Bartley Kives wants you to know his last name rhymes with Beavis, as in Beavis and Butthead. He aspires to match the wit, grace and intelligence of the 1990s cartoon series.

Bartley joined the Free Press in 1998 as a music critic. He spent the ensuing 7.5 years interviewing the likes of Neil Young and David Bowie and trying to stay out of trouble at the Winnipeg Folk Festival before deciding it was far more exciting to sit through zoning-variance appeals at city hall.

In 2006, Bartley followed Winnipeg Mayor Sam Katz from the music business into civic politics. He spent seven years covering city hall from a windowless basement office.

He is now reporter-at-large for the Free Press and also writes an outdoor-recreation column called Offroad for the Outdoors page.

A canoeist, backpacker and food geek, Bartley is fond of conventional and wilderness travel.
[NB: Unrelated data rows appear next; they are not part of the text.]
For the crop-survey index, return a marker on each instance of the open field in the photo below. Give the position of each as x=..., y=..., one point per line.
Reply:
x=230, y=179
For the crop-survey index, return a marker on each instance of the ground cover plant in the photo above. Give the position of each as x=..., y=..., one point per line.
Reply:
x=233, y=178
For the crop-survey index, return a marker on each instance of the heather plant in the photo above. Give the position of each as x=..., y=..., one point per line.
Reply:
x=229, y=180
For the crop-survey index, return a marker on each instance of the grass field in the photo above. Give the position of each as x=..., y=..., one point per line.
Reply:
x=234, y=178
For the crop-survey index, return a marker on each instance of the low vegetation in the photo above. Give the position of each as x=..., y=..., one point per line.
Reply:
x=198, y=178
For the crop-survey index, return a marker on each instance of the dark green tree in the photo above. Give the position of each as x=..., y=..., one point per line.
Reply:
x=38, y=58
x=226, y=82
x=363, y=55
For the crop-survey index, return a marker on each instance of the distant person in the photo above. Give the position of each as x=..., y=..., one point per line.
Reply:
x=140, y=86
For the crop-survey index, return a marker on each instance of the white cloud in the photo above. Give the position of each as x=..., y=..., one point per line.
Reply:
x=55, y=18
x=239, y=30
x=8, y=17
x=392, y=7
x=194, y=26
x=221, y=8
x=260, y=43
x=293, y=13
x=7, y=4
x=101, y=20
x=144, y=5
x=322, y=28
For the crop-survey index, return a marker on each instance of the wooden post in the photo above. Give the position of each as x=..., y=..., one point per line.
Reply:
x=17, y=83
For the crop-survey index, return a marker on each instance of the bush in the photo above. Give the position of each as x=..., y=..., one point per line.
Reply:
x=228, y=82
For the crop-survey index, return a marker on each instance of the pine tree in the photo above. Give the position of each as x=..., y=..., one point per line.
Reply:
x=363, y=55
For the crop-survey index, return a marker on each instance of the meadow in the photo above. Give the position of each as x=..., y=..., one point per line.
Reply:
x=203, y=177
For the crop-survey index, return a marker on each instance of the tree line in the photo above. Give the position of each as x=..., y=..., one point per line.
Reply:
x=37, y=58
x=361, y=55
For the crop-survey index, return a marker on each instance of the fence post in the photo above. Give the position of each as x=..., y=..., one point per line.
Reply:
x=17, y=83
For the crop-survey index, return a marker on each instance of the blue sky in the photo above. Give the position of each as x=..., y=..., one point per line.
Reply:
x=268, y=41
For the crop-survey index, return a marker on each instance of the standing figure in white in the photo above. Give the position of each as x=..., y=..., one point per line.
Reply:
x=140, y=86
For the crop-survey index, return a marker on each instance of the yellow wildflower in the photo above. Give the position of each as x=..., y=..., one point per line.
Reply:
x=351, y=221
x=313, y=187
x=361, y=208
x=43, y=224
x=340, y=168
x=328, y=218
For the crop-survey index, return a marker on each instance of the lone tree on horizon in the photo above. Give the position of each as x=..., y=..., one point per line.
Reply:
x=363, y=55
He is the author of A Daytripper’s Guide to Manitoba: Exploring Canada’s Undiscovered Province, the only comprehensive travel guidebook for Manitoba – and a Canadian bestseller, to boot. He is also co-author of Stuck In The Middle: Dissenting Views of Winnipeg, a collaboration with photographer Bryan Scott and the winner of the 2014 Carol Shields Winnipeg Book Award.

Bartley’s work has also appeared on CBC Radio and Citytv as well as in publications such as The Guardian, explore magazine and National Geographic Traveler. He sits on the board of PEN Canada, which promotes freedom of expression.

Born in Winnipeg, he has an arts degree from the University of Winnipeg and a master’s degree in journalism from Ottawa’s Carleton University. He is the proud owner of a blender.